Наталья Алексеевна Тучкова излагает эту историю следующим образом:
«Наташа взяла на воспитание старшего сына своего брата, его звали Тутс; это тот самый ребенок, о котором говорится иногда в письмах Герцена к Огареву и которого мать так трагически кончила свой недолгий век, бросившись в реку в том самом месте, где сливаются воды темно-синей Роны и белой Арвье. Это очень странное зрелище: эти реки долго текут рядом, сохраняя каждая свой цвет, и только позже сливаются совершенно. В Роне есть глубокие пещеры, туда прибило тело несчастной Шарлотты. Когда она приехала из Англии с маленьким Тутсом, ее поместили у Огарева в доме, но скоро Мэри стала ревновать ее к Огареву и к своему сыну Генри.
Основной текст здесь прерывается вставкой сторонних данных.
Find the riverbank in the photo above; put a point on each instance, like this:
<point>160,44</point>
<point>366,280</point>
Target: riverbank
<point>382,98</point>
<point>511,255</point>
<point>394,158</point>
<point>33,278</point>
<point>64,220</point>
Шарлотта любила Огарева, как отца; когда она услышала непонятные упреки от Огарева, она поняла, что ее очернила Мэри перед ним; она горько плакала в последний день, просила водки у Мэри, та дала, а вечером Шарлотта исчезла, это дало повод добродетельной Мэри распускать слух, что Шарлотта бросила ребенка на ее попечение и бежала с новым любовником, но Рона отомстила Мэри и оправдала несчастную жертву; через четыре года она выбросила из пещеры на поверхность вод тело Шарлотты, полиция вспомнила исчезновение молодой англичанки и пригласила Мэри посмотреть на свою жертву: на одной ноге была еще ботинка и в кармане связка ключей. Мэри признала ключи и останки покойницы. Неужели сердце ее не содрогнулось от недостойной клеветы?».